Clare got a second goal in the 40th minute when Mark Rodgers picked up a breaking ball before stepping inside Mark Coleman from the right and scoring with a low finish to the net. In the 52nd minute, Tony Kelly ran in on goal from the left before flicking the ball over Seán O'Donoghue’s head, touched it on the Hurley before flicking it past Patrick Collins into the right corner of the net to put Clare into a 3–15 to 1–18 lead. Clare were still leading by three with two minutes to go before Cork came back with Patrick Horgan sending the match to extra-time by scoring a free in the 76th minute.

===Trophy presentation===
Clare captain Tony Kelly accepted the Liam MacCarthy Cup from GAA president Jarlath Burns in the Hogan Stand and the team then did a victory lap around Croke Park with the trophy.

===Reaction===
Highlights of the final were shown on The Sunday Game programme which aired at 9:30pm that night on RTÉ2 and was presented by Jacqui Hurley with match analysis from Brendan Cummins, Jackie Tyrell, Ursula Jacob, Joe Canning, Shane Dowling, and Anthony Daly. On the man of the match award shortlist were Tony Kelly, Conor Leen and Rob Downey with Tony Kelly winning the award which was presented by GAA president Jarlath Burns at the post match Clare function at the Inter-Continental Hotel in Dublin.

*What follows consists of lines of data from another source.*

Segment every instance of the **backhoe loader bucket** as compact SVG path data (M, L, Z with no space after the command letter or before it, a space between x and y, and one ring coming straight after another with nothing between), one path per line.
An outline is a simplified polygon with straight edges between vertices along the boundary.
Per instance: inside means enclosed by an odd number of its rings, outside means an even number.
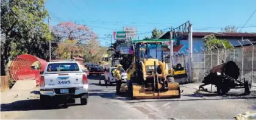
M180 90L177 83L168 83L168 90L166 91L154 91L152 87L146 88L144 85L133 85L133 98L159 99L180 98Z

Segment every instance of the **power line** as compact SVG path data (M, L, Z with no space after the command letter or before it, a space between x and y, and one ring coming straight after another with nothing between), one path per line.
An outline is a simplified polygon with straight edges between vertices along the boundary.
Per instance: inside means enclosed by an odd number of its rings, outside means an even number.
M256 12L256 9L254 10L254 12L252 13L252 14L251 15L250 17L249 17L248 19L247 19L246 22L244 23L244 24L242 28L241 28L240 31L242 31L242 29L243 27L244 27L245 26L246 26L247 23L250 21L251 18L252 18L252 16L254 16L254 13Z

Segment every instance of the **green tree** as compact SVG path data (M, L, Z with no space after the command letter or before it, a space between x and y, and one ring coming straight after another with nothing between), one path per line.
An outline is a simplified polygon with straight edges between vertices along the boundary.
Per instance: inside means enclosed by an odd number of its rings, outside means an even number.
M232 46L229 41L226 40L218 39L213 34L210 34L205 36L203 38L204 47L206 48L210 48L211 49L215 49L216 46L218 48L223 48L223 44L227 49L232 48Z
M44 2L44 0L1 0L1 76L5 75L4 68L11 55L12 45L16 44L16 49L24 48L35 35L45 41L51 38L44 22L48 16Z

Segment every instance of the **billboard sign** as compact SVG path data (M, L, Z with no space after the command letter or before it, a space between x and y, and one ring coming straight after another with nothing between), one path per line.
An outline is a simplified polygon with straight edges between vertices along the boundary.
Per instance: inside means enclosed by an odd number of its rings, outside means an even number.
M126 40L126 32L116 32L115 39L118 40Z
M133 51L130 49L130 47L121 47L120 53L121 54L132 54Z
M123 27L123 30L126 34L126 38L136 38L137 29L135 27Z

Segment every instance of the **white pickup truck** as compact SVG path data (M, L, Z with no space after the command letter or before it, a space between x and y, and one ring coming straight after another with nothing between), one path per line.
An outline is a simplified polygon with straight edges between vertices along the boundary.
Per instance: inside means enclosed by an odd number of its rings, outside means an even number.
M54 97L80 98L81 104L87 104L87 75L77 62L49 62L40 73L40 101L43 103Z

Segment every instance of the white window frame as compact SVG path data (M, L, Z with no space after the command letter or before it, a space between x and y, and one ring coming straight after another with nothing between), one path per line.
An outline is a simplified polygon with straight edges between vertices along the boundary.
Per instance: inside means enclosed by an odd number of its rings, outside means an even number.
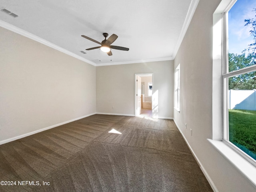
M234 5L236 0L234 0ZM250 66L242 69L228 72L228 12L231 8L232 6L228 8L225 12L222 14L223 28L224 30L223 38L223 73L222 73L222 90L223 90L223 140L228 145L234 148L237 152L239 153L243 157L246 158L256 166L256 160L251 157L245 152L233 144L229 141L229 119L228 119L228 103L229 103L229 98L228 96L228 78L237 75L249 73L256 71L256 66Z
M225 139L224 134L226 134L225 126L228 122L227 114L224 108L228 106L225 94L227 94L227 88L223 88L224 80L230 75L237 75L242 72L242 69L236 72L228 73L225 68L228 61L228 37L226 33L228 26L225 13L228 12L235 4L236 0L222 0L214 12L213 17L213 63L212 63L212 134L210 139L207 139L209 142L230 164L236 167L248 180L256 187L256 166L248 158L245 158L232 144L229 144ZM254 70L255 67L250 67ZM226 71L225 71L226 70ZM238 73L235 74L235 73ZM228 84L225 83L226 85Z
M180 112L180 64L175 69L174 108Z

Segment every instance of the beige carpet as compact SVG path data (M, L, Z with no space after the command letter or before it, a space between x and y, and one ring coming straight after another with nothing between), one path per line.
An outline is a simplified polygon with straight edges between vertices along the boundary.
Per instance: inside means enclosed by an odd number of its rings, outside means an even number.
M173 121L147 117L95 115L2 145L0 170L16 184L1 192L212 191Z

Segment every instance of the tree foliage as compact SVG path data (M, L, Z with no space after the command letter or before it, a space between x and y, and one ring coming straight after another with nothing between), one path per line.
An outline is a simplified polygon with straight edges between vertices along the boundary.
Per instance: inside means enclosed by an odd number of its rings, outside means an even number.
M253 10L256 12L256 8L254 8ZM254 42L249 45L249 47L247 49L248 50L251 50L253 54L256 53L256 15L254 18L246 19L245 26L250 26L251 30L250 32L251 35L253 36Z
M246 56L228 54L228 70L229 72L248 67L256 64L255 54L249 54ZM228 89L251 90L256 89L256 72L242 74L228 79Z
M253 9L256 12L256 8ZM250 32L253 36L254 42L248 45L240 55L228 54L228 71L238 70L256 64L256 15L254 18L244 20L245 26L250 28ZM246 52L249 53L245 54ZM228 79L229 89L251 90L256 89L256 72L238 75Z

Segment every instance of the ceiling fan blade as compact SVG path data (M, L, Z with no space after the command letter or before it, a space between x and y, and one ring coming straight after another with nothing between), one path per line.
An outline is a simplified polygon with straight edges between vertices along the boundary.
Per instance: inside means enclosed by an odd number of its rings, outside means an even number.
M102 44L101 43L100 43L98 41L97 41L96 40L94 40L94 39L93 39L92 38L90 38L90 37L87 37L87 36L85 36L84 35L81 35L81 36L82 36L82 37L85 38L86 39L87 39L90 40L90 41L93 41L94 42L95 42L96 43L98 43L98 44L100 44L100 45L102 45Z
M122 51L128 51L129 48L126 47L120 47L119 46L115 46L114 45L110 45L110 47L111 49L117 49L118 50L122 50Z
M93 49L98 49L99 48L100 48L101 47L101 46L100 46L99 47L92 47L92 48L89 48L88 49L86 49L86 50L92 50Z
M111 56L112 55L112 52L111 52L111 51L110 51L109 52L107 52L107 54L108 54L109 56Z
M106 44L108 45L112 44L113 42L117 39L118 37L118 36L116 34L113 34L107 40L106 42Z

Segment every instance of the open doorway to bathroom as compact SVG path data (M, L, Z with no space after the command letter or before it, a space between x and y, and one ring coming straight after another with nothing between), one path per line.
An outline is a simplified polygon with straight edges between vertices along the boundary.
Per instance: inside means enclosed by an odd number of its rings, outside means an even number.
M153 74L135 74L135 116L152 117Z

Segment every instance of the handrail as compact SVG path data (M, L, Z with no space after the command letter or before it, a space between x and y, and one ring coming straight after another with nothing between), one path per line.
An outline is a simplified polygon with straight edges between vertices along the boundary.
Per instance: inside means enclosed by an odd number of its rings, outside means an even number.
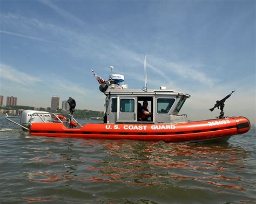
M49 112L49 114L51 114L51 115L54 115L56 118L57 118L58 119L58 121L59 121L60 123L62 123L62 124L64 124L63 123L63 122L58 117L58 115L56 115L56 114L54 113L54 112ZM37 115L37 116L39 116L40 117L40 118L42 120L42 121L44 122L44 123L47 123L47 122L46 122L44 119L43 119L42 118L42 117L40 116L40 115L39 114L46 114L46 113L42 113L42 112L34 112L33 113L31 116L30 116L30 125L31 125L32 124L32 116L33 116L34 115ZM62 115L68 115L68 116L71 116L71 115L70 114L62 114ZM52 116L51 116L51 117L53 117ZM78 124L78 125L80 127L80 128L82 128L83 126L80 124L80 123L78 123L77 120L73 118L73 120L75 121L75 122L77 124Z
M5 119L9 121L10 122L11 122L12 123L19 126L21 127L23 130L25 129L26 131L29 131L29 129L28 128L25 127L25 126L22 125L20 124L18 124L18 123L16 123L15 121L12 121L12 119L10 119L9 118L20 118L21 117L17 117L17 116L9 116L8 114L5 114L6 116L5 116Z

The Observers architecture critic Rowan Moore wrote in praise of hurling, though also suggested it was "unexportable" and, were this not so, then it would be "a global sport".

===Homecoming===
The Clare team arrived back in Ennis at 9pm on the day after the game on an open top bus. There was a reception held at Tim Smyth Park in Ennis with an attendance of over 35,000 people. They had previously visited Wolfe Tones GAA club grounds in Shannon, before going thru Clarecastle on the way to Ennis.
The players and manager were introduced on stage by RTÉ's Marty Morrissey.